Kibana alert fires when it should not have due to temporary disconnect of remote CCS connection

henrikno commented 11 months ago

Kibana version: 8.10.2

Elasticsearch version: 8.10.2

Server OS version: Elastic Cloud

Original install method (e.g. download page, yum, from source, etc.): Elastic Cloud

Describe the bug: We have an alert that queries for a specific document showing up at least 8 times within 10 minutes over a remote CCS connection. The alert triggers, but when we check there were zero documents that match the query, and we did not delete any documents. The history does not say that the query failed, it shows up as "Succeeded", yet no info about what triggered it.
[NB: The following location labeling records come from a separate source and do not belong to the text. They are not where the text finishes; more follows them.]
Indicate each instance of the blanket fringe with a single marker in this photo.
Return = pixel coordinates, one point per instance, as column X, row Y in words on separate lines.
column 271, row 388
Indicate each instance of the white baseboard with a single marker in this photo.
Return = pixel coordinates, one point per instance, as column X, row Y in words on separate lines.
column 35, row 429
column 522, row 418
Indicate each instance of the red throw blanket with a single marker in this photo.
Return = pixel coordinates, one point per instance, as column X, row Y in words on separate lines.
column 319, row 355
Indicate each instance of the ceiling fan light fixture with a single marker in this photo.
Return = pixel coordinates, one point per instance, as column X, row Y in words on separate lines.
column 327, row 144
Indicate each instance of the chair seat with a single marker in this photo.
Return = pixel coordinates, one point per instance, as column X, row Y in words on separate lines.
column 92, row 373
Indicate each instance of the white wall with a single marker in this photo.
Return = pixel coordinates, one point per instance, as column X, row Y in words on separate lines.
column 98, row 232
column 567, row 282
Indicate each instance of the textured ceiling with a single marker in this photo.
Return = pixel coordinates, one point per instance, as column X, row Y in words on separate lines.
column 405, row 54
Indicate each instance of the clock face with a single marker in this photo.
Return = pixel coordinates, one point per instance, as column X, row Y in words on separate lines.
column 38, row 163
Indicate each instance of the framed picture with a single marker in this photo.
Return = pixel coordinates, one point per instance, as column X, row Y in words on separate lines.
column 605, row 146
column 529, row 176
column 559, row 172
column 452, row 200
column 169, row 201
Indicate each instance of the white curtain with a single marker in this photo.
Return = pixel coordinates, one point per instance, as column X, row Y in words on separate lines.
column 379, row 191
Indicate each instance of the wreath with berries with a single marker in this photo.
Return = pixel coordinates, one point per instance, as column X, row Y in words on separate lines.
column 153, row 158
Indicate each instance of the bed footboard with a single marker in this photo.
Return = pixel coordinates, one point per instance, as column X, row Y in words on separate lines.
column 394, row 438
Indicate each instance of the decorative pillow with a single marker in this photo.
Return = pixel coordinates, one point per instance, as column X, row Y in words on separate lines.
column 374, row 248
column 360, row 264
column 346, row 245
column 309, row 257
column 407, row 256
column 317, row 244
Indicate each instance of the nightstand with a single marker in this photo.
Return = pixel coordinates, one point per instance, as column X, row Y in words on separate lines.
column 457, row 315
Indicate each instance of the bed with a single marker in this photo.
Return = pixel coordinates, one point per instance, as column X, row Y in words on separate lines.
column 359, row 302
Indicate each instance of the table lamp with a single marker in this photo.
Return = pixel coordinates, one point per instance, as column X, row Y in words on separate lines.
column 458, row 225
The only hit that something iffy happened is that the query took 15 seconds instead of the normal 1-2 seconds.

Steps to reproduce:

Create a Kibana alert that queries over a remote connection every minute.
Restart nodes, do an upgrade, or disconnect the nodes in any way.
Kibana alert triggers, the history shows Succeeded, but no info about why it triggered. It does not show up as timeout or failed/unknown status.

Expected behavior: I expected the alert not to fire because there were no hits. Or at least give context about it firing because it could not get results.

Ideal scenario would be to not trigger if it's a transient issue, but if it's a sustained issue (for a configurable time), then trigger. For instance this seems to trigger when we do an upgrade, but then resolves itself.

Screenshots (if relevant):

Provide logs and/or server output (if relevant):

Any additional context:

elasticmachine commented 11 months ago

Pinging @elastic/response-ops (Team:ResponseOps)

pmuellr commented 7 months ago

Can you provide the rule type, and parameters used in the rule?

elkargig commented 7 months ago

another case where we had this problem was using the "Elasticsearch query" rule

rule check: every 5 minutes

pmuellr commented 7 months ago

potentially related to https://github.com/elastic/kibana/issues/168293

pmuellr commented 7 months ago

The action being used was iterating over the context.hits to print a field from the doc hits. We advised to also print {{_source._id}} from the hits, as we will then - in the future if this happens - see the actual document id's that the search returned. Hopefully this will provide more background into what is happening.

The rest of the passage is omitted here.